Scammers continue to find novel ways to steal cryptocurrency and this time they’re riding on OpenAI’s GPT-4 launch. Tenable Research has found that a day after the eagerly anticipated launch of OpenAI’s Generative Pre-trained Transformer Version 4 (GPT-4), on 15 March, scammers began sending phishing emails and tweeting phishing links to crypto enthusiasts about an OpenAI crypto token. The only problem is – an OpenAI crypto token does not exist.
How scammers are turning GPT-4 a lucrative opportunity
OpenAI only provides GPT-4 access to ChatGPT Plus subscribers and developers via its API. The unintended effect of this limited access provides scammers with an ideal hook to lure unsuspecting users to their phishing sites.

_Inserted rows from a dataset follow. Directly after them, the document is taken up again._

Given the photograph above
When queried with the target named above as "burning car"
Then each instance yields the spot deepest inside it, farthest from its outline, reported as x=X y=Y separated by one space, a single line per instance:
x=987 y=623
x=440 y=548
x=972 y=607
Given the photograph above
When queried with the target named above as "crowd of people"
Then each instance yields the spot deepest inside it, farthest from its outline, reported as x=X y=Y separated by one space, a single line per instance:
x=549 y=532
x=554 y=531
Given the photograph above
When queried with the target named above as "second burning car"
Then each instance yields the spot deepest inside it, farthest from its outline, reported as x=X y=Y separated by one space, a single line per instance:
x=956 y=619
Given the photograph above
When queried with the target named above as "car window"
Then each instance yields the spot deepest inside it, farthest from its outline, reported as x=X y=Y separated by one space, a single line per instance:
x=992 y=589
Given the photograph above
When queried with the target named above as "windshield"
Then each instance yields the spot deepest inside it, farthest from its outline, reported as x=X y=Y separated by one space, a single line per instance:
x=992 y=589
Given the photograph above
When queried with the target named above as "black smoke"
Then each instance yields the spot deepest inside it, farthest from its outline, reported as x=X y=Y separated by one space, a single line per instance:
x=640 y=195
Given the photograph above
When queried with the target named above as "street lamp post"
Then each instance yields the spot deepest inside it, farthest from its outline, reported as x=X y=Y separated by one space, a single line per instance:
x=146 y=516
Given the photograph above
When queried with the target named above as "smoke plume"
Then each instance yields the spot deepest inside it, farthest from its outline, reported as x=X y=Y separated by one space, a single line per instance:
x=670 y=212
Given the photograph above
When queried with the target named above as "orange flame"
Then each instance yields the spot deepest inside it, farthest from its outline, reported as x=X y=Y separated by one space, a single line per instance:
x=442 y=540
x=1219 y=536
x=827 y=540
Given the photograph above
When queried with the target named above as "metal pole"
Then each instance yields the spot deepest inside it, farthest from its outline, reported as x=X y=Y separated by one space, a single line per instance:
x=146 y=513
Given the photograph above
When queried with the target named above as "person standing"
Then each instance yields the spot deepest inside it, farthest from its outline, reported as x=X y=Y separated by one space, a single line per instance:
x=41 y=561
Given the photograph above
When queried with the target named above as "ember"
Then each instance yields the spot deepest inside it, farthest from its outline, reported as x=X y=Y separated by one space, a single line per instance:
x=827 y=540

The scammers mimic the OpenAI site to try to get crypto users to link their digital wallets, and once that happens, they drain their accounts.
The phishing email contains a single block of text: “Don’t miss out on the limited-time OpenAI DEFI token airdrop.” It includes an image of an OpenAI email based on a template of what a legitimate OpenAI email might look like. But the purported email contains a number of grammatical and spelling errors. Similar versions were also being circulated on Twitter.
Image courtesy of Tenable
How crypto enthusiasts can stay clear of threat
Having researched cryptocurrency scams over the last four years, I’ve learned that scammers are opportunistic, impersonating noteworthy individuals or brands to promote fake tokens like Tesla tokens and SpaceX tokens as well as a plethora of fake giveaways. The impersonation of OpenAI and the promotion of a fake OpenAI token continues this trend.
For users interested in GPT-4 and ChatGPT or crypto and the blockchain, it’s paramount that they operate with a high degree of skepticism regarding crypto giveaways and token airdrops. Users must conduct deep research before connecting their wallets to such websites.
Satnam Narang is the Senior Staff Research Engineer at Tenable.